Entre os itens disponíveis, destacam-se picapes como GM S10 e Ford F1000, além de caminhões e ambulâncias. Todos os bens são vendidos no estado de conservação em que se encontram, exigindo atenção dos interessados quanto às condições de uso. O maior lance registrado até o momento é de R$ 61 mil, para uma Ford F1000 4×4.
O leilão conta ainda com oito lotes que não receberam nenhuma oferta, incluindo veículos diversos, caminhões e um lote de sucata. A possibilidade de inspeção presencial dos bens está disponível no barracão do antigo Instituto Brasileiro do Café (IBC), na Avenida Fernando Cerqueira César Coimbra, 430, no bairro Cilo III, até esta sexta-feira. Os horários para visitação são das 9h às 11h30 e das 13h às 16h.
A Gestão de Bens Inservíveis e o Impacto Orçamentário
A alienação de bens públicos considerados inservíveis configura uma prática administrativa comum e necessária para a eficiência na gestão municipal. A Secretaria Municipal de Gestão Pública de Londrina projeta uma arrecadação de aproximadamente R$ 300 mil com o leilão atual. Esta receita, embora não seja a principal fonte de financiamento público, contribui para o caixa do município, que pode ser destinado a diversas áreas, incluindo saúde, educação e infraestrutura.
Além do aspecto financeiro, a venda desses bens libera espaço físico em pátios e depósitos municipais. Essa liberação é crucial para o armazenamento adequado de novos equipamentos e veículos adquiridos pela prefeitura, evitando a obsolescência e a deterioração de ativos públicos. A prática desonerada permite uma administração mais organizada e transparente dos recursos.
Em 2025, leilões anteriores em Londrina já geraram uma arrecadação expressiva de R$ 2,6 milhões com a venda de 172 lotes. Esse histórico demonstra o potencial econômico da venda de bens ociosos e a capacidade da gestão pública em otimizar esses ativos. A contínua realização desses processos reflete um esforço em modernizar a gestão pública e promover a economicidade.

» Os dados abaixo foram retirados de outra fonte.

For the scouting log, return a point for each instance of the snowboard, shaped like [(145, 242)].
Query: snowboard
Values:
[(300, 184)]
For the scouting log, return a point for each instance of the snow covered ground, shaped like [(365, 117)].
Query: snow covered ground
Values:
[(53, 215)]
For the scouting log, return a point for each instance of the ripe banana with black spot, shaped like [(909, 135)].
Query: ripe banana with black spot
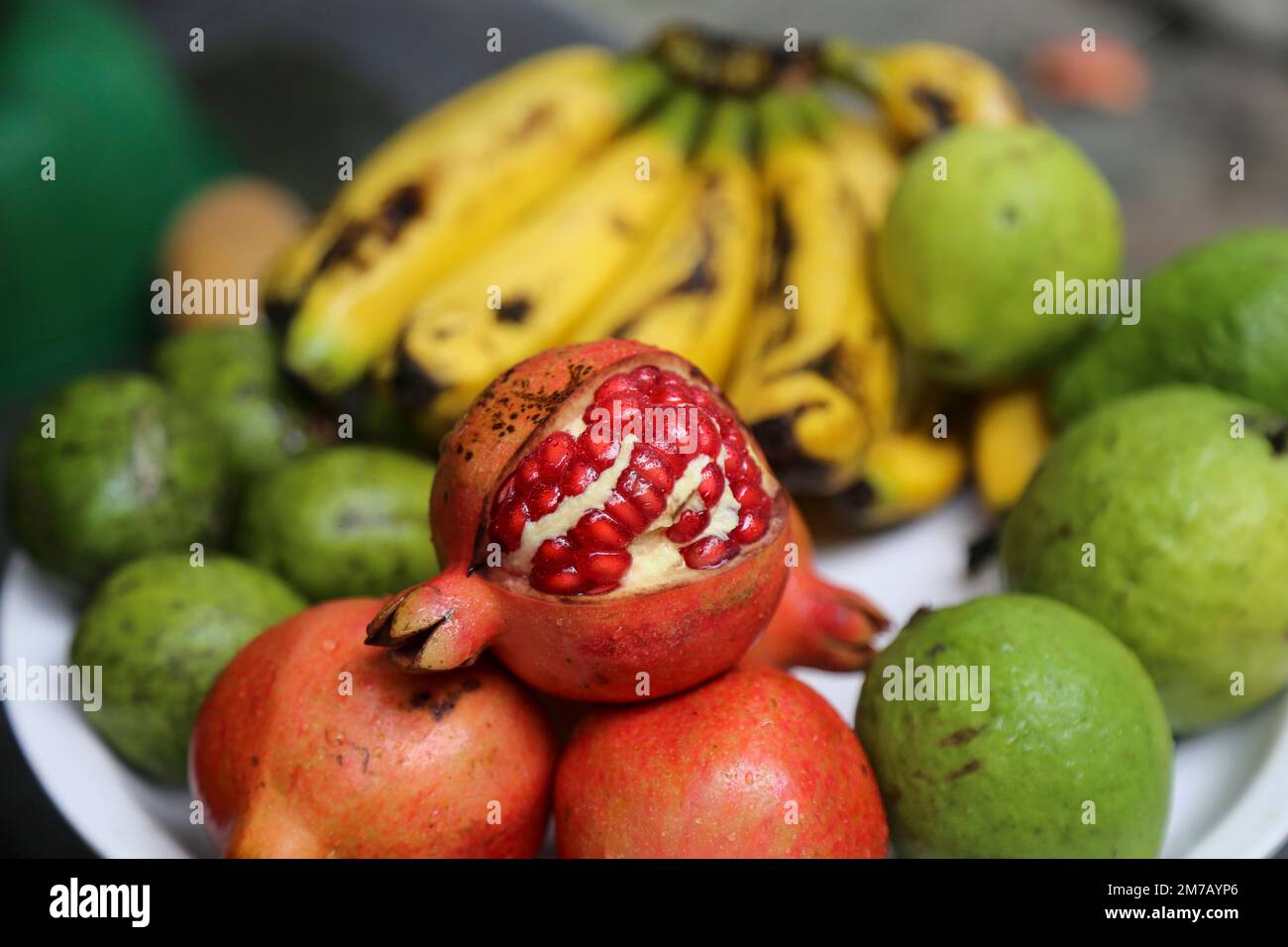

O Princípio da Eficiência e a Venda de Bens Públicos
O princípio da eficiência, previsto na Constituição Federal, orienta a atuação da administração pública, exigindo que os atos administrativos sejam pautados pela melhor relação entre os meios e os fins. A venda de bens inservíveis é um exemplo concreto de como este princípio pode ser aplicado. A manutenção de itens que não possuem mais utilidade para o serviço público gera custos de armazenagem e depreciação, configurando um desperdício de recursos públicos.
A alienação desses bens, por meio de processos transparentes como o leilão, não apenas reverte recursos financeiros para o município, mas também evita a manutenção de estoques ociosos. A utilização de plataformas eletrônicas para a realização dos leilões, como a Nakakogue Leilões, amplia o alcance e a participação de potenciais compradores, aumentando a competitividade e a possibilidade de alcançar valores mais vantajosos.
A prática de leiloar bens públicos é fundamental para a manutenção da moralidade administrativa e da publicidade dos atos do governo. Ao permitir o acesso público a informações sobre os bens à venda e os resultados dos leilões, a gestão fortalece a accountability e a confiança da sociedade nas instituições públicas. A análise das condições dos bens e a divulgação detalhada das informações são essenciais para garantir a lisura do processo.